CHA – Using a community-based approach to improve health literacy and cancer screening rates in minority populations

  • Sarah Donohue, PhD, Director, University of Illinois College of Medicine Peoria
  • Scott Barrows, Design Lab Lead, OSF HealthCare
  • Mary E. Stapel, MD, Medical Director, Community Care and Community Clinic, Medical Director, Hospital Outpatient Departments, Assistant Program Director, Internal Medicine-Pediatrics, GRowLocal (Global Rural Local Health Equity) Track Director, OSF HealthCare
  • Stephen B. Brown, MSW, LCSW, Senior Director, Social & Behavioral Health Transformation & Advocacy, Director of Preventive Emergency Medicine, University of Illinois Chicago
  • Michael G. Browne, PhD, Clinical Assistant Professor, University of Illinois Chicago
  • Jennifer R. Amos, PhD, Bioengineering University of Illinois Urbana-Champaign 

The lack of a comprehensive survey tool for specific diseases, as well as the information obtained from pilot focus groups, indicates that an intervention on barriers to screening, including health literacy, is necessary.

In this proposal, we seek to obtain baseline measures on health literacy for cancer screenings and to work on interventions to improve health literacy around these topics.
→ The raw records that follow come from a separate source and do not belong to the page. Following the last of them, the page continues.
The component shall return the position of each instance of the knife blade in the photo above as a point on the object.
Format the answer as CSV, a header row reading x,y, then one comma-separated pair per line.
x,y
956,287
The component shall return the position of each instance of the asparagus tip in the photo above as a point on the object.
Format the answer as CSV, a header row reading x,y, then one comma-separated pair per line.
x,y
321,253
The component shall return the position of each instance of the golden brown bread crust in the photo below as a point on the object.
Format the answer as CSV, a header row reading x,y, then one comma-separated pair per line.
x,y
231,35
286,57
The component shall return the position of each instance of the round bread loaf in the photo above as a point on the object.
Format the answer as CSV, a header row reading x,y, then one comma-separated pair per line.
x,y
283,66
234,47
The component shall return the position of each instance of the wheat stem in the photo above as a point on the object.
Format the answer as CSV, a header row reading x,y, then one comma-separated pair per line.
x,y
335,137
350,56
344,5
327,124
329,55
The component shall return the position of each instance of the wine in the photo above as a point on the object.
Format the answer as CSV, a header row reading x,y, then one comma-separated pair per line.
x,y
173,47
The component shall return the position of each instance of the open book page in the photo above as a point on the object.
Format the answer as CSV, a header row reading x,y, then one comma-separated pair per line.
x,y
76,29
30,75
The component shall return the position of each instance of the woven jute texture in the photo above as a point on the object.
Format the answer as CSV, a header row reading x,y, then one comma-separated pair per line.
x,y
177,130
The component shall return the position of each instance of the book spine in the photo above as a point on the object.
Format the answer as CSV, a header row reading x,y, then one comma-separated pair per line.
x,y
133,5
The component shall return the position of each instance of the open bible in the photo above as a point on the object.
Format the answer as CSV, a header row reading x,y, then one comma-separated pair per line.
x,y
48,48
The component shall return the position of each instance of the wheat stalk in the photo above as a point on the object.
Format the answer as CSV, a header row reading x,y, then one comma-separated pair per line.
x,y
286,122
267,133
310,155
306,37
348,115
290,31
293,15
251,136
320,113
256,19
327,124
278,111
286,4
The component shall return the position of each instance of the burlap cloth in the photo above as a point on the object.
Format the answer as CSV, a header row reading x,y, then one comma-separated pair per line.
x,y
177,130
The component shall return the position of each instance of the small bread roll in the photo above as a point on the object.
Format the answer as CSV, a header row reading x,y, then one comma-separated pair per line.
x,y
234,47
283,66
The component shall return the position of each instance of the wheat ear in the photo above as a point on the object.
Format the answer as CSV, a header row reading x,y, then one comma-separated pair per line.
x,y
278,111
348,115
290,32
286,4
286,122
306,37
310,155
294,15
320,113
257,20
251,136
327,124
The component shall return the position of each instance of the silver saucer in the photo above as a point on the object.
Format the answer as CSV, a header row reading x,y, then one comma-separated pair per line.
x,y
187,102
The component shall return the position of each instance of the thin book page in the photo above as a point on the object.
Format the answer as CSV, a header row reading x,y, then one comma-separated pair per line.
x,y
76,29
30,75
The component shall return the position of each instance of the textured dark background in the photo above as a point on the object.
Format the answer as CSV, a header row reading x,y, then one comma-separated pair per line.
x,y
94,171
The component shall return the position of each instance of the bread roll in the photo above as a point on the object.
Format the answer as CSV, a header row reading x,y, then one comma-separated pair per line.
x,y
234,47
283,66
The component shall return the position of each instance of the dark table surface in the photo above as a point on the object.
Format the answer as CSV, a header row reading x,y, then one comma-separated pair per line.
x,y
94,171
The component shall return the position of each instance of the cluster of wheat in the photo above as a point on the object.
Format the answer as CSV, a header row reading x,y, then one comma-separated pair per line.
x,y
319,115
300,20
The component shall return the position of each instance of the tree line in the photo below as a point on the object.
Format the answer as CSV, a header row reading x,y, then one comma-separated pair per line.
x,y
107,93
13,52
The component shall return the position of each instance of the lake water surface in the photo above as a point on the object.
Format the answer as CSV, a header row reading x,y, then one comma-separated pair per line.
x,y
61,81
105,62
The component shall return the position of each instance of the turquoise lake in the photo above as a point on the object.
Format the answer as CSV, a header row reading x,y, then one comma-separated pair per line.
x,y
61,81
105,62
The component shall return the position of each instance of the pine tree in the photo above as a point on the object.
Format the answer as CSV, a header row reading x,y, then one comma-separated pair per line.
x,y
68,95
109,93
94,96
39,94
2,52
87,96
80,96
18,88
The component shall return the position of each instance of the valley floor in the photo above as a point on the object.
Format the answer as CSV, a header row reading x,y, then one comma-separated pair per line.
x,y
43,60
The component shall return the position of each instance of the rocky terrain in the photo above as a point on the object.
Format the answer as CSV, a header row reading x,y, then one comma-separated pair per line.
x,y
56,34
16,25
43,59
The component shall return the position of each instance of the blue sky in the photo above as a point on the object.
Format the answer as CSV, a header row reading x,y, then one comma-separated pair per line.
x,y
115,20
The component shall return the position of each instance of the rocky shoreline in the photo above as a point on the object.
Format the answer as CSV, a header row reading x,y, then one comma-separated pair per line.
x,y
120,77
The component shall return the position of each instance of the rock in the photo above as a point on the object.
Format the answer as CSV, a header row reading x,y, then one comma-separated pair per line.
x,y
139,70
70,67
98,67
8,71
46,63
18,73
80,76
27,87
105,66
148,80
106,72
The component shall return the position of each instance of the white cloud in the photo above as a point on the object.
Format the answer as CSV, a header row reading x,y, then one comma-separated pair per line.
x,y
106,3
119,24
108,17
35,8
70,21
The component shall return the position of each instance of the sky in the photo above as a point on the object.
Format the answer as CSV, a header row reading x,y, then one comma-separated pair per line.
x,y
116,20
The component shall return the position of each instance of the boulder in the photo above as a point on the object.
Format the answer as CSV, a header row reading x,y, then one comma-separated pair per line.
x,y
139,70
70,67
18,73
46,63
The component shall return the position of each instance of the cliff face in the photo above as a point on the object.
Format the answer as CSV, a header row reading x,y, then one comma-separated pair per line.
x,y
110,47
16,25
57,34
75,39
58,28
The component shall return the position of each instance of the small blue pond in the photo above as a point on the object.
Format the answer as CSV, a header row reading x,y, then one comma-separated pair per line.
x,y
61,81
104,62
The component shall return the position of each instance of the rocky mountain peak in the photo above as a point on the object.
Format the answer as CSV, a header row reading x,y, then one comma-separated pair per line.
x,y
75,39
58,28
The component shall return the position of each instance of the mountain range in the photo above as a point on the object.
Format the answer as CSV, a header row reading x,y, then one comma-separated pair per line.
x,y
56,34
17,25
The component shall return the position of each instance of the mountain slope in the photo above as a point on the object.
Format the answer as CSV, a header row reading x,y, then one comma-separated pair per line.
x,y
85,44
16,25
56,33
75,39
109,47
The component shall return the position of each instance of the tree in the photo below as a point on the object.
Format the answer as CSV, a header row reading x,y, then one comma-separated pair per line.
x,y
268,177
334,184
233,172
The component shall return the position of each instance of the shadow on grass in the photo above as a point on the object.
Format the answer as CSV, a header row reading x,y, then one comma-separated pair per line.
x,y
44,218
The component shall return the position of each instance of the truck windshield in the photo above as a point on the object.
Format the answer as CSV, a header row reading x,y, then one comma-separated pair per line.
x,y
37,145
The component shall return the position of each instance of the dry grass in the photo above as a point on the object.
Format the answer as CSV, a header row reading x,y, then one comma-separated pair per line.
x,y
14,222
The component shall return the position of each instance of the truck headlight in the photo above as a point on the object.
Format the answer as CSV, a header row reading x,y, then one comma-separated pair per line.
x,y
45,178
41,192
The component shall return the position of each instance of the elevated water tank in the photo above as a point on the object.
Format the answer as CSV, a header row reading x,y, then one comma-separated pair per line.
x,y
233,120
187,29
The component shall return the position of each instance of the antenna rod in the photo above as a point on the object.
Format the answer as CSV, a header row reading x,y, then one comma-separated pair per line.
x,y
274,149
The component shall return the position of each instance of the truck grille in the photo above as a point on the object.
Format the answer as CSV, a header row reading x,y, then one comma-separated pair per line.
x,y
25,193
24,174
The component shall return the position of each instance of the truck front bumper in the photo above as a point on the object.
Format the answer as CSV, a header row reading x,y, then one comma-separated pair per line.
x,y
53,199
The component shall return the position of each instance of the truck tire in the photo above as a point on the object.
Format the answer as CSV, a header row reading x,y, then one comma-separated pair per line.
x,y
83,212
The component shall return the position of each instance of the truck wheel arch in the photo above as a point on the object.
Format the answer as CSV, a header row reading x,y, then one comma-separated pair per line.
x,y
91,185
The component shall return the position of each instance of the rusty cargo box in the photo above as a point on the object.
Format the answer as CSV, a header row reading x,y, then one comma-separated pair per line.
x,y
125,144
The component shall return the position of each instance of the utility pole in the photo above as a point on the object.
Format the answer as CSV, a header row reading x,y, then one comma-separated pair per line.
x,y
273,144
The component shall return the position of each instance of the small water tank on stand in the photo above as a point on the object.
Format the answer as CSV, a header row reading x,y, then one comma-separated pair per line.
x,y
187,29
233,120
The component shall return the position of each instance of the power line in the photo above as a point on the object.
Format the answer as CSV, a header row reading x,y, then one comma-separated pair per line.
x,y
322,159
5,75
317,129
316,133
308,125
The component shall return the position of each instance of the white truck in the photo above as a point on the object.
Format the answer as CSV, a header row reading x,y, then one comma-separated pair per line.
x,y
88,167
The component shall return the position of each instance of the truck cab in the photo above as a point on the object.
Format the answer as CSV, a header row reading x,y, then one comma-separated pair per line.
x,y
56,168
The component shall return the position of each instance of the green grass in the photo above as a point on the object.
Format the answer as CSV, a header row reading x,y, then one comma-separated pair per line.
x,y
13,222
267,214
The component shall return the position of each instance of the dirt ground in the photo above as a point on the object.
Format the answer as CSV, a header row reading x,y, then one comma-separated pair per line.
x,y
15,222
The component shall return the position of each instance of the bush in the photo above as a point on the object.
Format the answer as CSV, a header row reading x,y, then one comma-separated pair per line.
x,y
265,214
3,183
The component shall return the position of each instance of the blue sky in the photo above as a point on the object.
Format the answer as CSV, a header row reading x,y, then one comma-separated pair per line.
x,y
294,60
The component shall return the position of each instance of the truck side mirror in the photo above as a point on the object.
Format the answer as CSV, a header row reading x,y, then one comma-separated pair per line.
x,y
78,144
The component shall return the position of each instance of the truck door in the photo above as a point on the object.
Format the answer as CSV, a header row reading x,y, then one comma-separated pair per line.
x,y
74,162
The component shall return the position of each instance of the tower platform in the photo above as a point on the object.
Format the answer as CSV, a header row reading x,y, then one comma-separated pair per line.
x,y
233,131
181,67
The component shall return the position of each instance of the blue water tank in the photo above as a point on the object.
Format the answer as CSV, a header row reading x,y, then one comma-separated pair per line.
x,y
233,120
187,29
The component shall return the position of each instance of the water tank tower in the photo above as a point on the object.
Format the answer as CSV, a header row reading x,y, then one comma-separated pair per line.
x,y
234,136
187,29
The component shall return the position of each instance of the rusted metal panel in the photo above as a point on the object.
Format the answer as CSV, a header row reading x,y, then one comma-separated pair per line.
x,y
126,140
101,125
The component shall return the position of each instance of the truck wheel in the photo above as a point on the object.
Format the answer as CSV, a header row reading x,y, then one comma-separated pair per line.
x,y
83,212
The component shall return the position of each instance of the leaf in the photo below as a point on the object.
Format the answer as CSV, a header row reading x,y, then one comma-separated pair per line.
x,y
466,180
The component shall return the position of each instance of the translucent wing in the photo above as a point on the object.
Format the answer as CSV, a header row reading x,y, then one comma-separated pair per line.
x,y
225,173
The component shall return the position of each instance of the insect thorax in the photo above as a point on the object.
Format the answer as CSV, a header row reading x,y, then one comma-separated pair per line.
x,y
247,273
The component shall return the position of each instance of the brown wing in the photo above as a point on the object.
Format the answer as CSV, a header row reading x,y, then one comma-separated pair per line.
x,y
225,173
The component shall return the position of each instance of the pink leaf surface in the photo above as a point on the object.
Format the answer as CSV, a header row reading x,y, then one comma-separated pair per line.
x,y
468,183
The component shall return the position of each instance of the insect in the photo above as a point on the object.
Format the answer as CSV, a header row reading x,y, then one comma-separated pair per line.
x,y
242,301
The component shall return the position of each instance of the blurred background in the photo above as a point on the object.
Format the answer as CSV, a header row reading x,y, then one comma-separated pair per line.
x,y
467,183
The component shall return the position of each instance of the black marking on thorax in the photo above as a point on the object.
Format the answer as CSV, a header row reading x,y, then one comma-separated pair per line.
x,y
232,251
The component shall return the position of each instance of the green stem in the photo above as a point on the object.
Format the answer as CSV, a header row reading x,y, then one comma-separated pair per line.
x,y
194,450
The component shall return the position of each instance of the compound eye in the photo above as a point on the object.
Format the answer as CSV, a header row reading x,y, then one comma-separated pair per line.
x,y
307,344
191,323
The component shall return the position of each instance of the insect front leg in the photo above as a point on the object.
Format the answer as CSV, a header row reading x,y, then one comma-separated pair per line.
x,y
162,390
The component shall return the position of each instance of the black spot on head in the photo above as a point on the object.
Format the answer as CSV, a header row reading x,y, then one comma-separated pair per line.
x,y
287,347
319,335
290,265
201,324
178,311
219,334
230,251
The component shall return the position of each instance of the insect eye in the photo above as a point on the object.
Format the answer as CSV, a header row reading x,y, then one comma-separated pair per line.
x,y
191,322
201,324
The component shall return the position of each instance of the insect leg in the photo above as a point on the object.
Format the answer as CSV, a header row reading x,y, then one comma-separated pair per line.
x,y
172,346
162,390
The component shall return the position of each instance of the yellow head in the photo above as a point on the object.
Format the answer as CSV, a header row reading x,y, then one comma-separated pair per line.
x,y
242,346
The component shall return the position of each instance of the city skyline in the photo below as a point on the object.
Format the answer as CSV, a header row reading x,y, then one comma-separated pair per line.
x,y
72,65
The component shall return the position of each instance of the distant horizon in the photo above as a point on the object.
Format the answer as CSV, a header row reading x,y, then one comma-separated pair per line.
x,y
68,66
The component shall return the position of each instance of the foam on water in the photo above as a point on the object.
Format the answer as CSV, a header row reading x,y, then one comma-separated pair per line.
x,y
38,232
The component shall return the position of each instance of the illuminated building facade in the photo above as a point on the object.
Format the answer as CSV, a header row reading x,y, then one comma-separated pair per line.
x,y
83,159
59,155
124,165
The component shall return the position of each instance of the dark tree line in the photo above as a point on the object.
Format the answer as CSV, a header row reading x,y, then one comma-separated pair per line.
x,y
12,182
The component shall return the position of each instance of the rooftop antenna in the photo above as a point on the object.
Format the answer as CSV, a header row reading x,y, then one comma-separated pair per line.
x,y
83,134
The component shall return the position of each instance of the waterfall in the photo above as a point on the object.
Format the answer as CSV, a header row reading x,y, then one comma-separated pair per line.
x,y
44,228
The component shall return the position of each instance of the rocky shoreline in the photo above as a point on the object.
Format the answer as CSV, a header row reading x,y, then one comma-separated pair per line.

Our target population is Black/African American and Hispanic/Latino individuals living in the South Side of Chicago.

ARCHES – Toward automated diagnosis and 3D visualization of seizure onset zones from SEEG, MRI and CT clinical data

  • Brad Sutton, PhD, University of Illinois Urbana-Champaign
  • Andres Maldonado, MD, OSF HealthCare
  • Jennifer Amos, PhD, University of Illinois Urbana-Champaign
  • Matthew Bramlet, MD, OSF HealthCare
  • Yogatheesan Varatharajah, PhD, University of Illinois Urbana-Champaign
  • Michael Xu, MD, OSF HealthCare

Using multimodal imaging combined with stereo electroencephalography (SEEG) to enable localization of the seizure foci and identification of nearby critical anatomy to plan the patient-specific intervention. This will transform epilepsy surgical decision making by translating existing medical data into 3D and 4D visuals; significantly increasing surgeon confidence, intervention planning, and improving patient outcomes.